There are some natural ways you can help alleviate your dog’s anxiety, and that may help when you leave the house, but the problem still may require some dog training too.
Another behavioral issue you might see that involves urination is urine marking. It’s important to note that this is different from submissive urination. In the case of urine marking, your dog is not peeing because of submission. In fact, it’s the opposite — he’s peeing to show dominance.
Okay, so you know your dog’s inappropriate urination is not medical but rather a behavioral issue, so, what do you do? Well, this is where dog training can help.
Dog Training to Stop Submissive Urination
It really doesn’t work to reprimand your dog when he is peeing submissively. That will, in fact, make the problem worse because your display of dominance will make him more insecure. Instead, it’s helpful to implement a plan of dog training that includes behavior modification.
The first part of this plan is to recognize the signals your dog gives when he’s feeling the need to do a little submissive urination. Typically, he will raise his front paws, tuck his tail between his legs, flatten his ears, and lick. He will also do what is known as a submissive grin. This is where he seems to be smiling as he licks at the air.
When you see this type of dog behavior, you want to react quickly to quell your dog’s excitement and urge to urinate out of submissiveness. Rather than reprimand him, take him outside immediately so that you can show him this is the appropriate place to pee.

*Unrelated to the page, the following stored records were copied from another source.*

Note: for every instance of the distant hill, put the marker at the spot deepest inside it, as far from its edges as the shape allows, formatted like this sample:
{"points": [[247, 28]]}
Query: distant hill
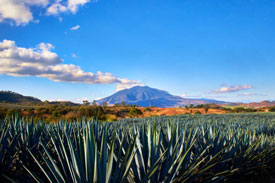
{"points": [[146, 96], [264, 103], [12, 97]]}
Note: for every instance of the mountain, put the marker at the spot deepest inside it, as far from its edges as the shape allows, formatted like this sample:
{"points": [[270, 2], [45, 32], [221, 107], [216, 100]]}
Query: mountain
{"points": [[146, 96], [12, 97], [264, 103]]}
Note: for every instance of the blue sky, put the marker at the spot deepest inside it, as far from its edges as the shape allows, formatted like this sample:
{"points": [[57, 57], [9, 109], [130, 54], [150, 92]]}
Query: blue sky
{"points": [[191, 48]]}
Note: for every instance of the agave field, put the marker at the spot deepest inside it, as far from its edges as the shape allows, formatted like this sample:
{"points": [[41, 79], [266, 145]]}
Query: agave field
{"points": [[187, 148]]}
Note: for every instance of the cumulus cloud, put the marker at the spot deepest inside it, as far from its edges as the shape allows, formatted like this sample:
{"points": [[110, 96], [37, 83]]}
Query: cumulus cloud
{"points": [[230, 89], [75, 27], [20, 11], [43, 62], [65, 6], [74, 55]]}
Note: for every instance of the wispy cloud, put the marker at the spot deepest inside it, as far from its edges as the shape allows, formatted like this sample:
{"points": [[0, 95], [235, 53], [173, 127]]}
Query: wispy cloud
{"points": [[75, 27], [230, 89], [190, 96], [250, 94], [19, 12], [43, 62]]}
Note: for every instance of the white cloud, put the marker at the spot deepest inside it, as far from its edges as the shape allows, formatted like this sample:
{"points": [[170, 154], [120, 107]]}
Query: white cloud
{"points": [[42, 62], [68, 6], [190, 96], [246, 94], [74, 55], [20, 11], [75, 27], [233, 88]]}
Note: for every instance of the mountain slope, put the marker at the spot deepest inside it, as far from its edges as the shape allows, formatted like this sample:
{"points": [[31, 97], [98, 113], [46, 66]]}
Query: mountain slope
{"points": [[12, 97], [146, 96]]}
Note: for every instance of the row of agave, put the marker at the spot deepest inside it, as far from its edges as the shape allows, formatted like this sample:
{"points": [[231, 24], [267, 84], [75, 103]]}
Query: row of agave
{"points": [[189, 148]]}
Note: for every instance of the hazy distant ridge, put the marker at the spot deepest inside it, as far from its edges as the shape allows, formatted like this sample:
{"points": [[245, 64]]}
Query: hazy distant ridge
{"points": [[146, 96]]}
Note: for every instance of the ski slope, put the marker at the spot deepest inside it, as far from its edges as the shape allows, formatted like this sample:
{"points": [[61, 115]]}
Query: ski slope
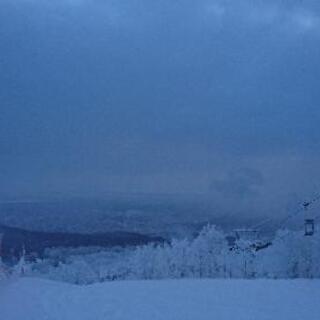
{"points": [[35, 299]]}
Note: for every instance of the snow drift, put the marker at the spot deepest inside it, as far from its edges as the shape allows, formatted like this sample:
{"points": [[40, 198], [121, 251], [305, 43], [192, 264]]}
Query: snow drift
{"points": [[36, 299]]}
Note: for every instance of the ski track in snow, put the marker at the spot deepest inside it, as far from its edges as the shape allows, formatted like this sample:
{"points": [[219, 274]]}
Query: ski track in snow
{"points": [[37, 299]]}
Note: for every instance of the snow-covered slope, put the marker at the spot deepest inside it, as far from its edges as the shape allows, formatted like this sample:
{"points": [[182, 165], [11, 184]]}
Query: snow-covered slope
{"points": [[35, 299]]}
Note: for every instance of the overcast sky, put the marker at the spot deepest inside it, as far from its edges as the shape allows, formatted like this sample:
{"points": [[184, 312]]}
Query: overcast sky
{"points": [[214, 97]]}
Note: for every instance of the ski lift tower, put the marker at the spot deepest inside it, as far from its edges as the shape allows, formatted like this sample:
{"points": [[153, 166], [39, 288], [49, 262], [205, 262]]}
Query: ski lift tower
{"points": [[308, 221]]}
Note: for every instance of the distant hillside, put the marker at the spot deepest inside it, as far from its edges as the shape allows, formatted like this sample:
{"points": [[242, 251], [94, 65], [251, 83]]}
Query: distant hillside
{"points": [[35, 242]]}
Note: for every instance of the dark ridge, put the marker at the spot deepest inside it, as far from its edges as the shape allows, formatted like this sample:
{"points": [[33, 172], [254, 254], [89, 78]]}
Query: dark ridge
{"points": [[34, 243]]}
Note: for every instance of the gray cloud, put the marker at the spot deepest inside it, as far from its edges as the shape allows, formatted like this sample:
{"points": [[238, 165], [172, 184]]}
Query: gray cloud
{"points": [[135, 96]]}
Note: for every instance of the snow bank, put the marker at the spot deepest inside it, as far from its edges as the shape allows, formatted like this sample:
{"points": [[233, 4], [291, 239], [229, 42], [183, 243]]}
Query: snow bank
{"points": [[36, 299]]}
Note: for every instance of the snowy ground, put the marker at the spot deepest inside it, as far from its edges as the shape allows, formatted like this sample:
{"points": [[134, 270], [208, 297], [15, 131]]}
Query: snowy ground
{"points": [[36, 299]]}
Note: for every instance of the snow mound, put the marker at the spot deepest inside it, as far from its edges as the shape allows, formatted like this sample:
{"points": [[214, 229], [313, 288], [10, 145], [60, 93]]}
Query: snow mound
{"points": [[36, 299]]}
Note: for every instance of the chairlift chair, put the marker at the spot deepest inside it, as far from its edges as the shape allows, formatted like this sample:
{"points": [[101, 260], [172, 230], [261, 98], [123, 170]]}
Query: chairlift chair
{"points": [[308, 227]]}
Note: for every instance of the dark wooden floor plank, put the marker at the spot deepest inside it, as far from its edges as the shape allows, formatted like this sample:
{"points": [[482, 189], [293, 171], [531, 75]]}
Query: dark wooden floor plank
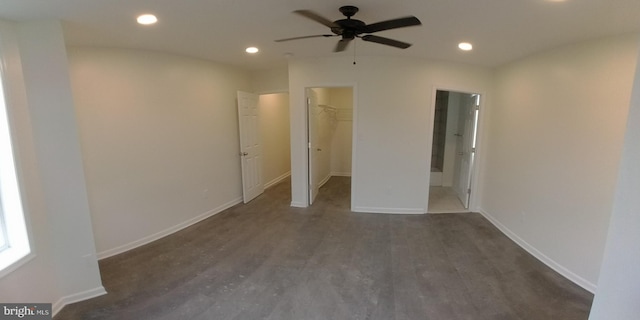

If you’ve just returned home, you can distract him with a treat so that he has something productive to do with his excited energy. The American Kennel Club (AKC) also recommends ignoring your dog for a few minutes when you get home initially to let him calm down before you pay attention to him.
A proper greeting
When you are ready to greet him, get down on your dog’s level and keep your greetings low-key so he doesn’t see you acting in a dominant manner. You can also train your dog to ‘sit’ or ‘shake’ when he’s greeting someone by rewarding him with positive reinforcement for that behavior. Ask any other family members to do the same when they are greeting the dog as well.
That will keep the dog training consistent and help your puppy’s socialization. It’s important to make sure he feels comfortable meeting new people as part of that socialization process, so you might even practice it with people who are strangers to your dog.
Inappropriate Dog Training Methods
When you’re training your dog, you always want to use positive reinforcement methods to stop submissive urination. Toward that end, keep your commands positive, consistent, and encouraging.
Don’t make a negative face like a scowl or a frown at him since it can confuse your dog. Also, while his behavior might be frustrating, if you react with angry comments, you’ll scare him and make the submissive peeing worse.
If your dog is in the act of submissive urination, don’t walk away. Instead, redirect his attention to something like a treat that will interest him and help build his confidence. While you do that, use the commands that he is familiar with so that you can reinforce those.
If you feel like it’s just too frustrating for you to handle this problem on your own, it might be worth considering contacting a dog trainer who can help you and your dog.
Submissive urination is a common problem for pet owners. Sometimes, it’s just an act of excitement urination rather than a true show of submissiveness, but it’s something that you need to make sure your puppy outgrows.
If you’ve got an adult dog or your puppy doesn’t appear to be outgrowing the problem, it may be time to make sure it’s not a health issue, and then, it’s time for some dog training to help solve the problem.
Proper socialization and positive reinforcement can help your dog overcome any feelings of insecurity when you leave or when meeting new people or dogs. As with any kind of dog behavior, understanding it is key to solving any behavioral issues that may develop.
Ensuring your dog’s wellness means more than simply making sure he’s physically healthy, you also want him to be happy!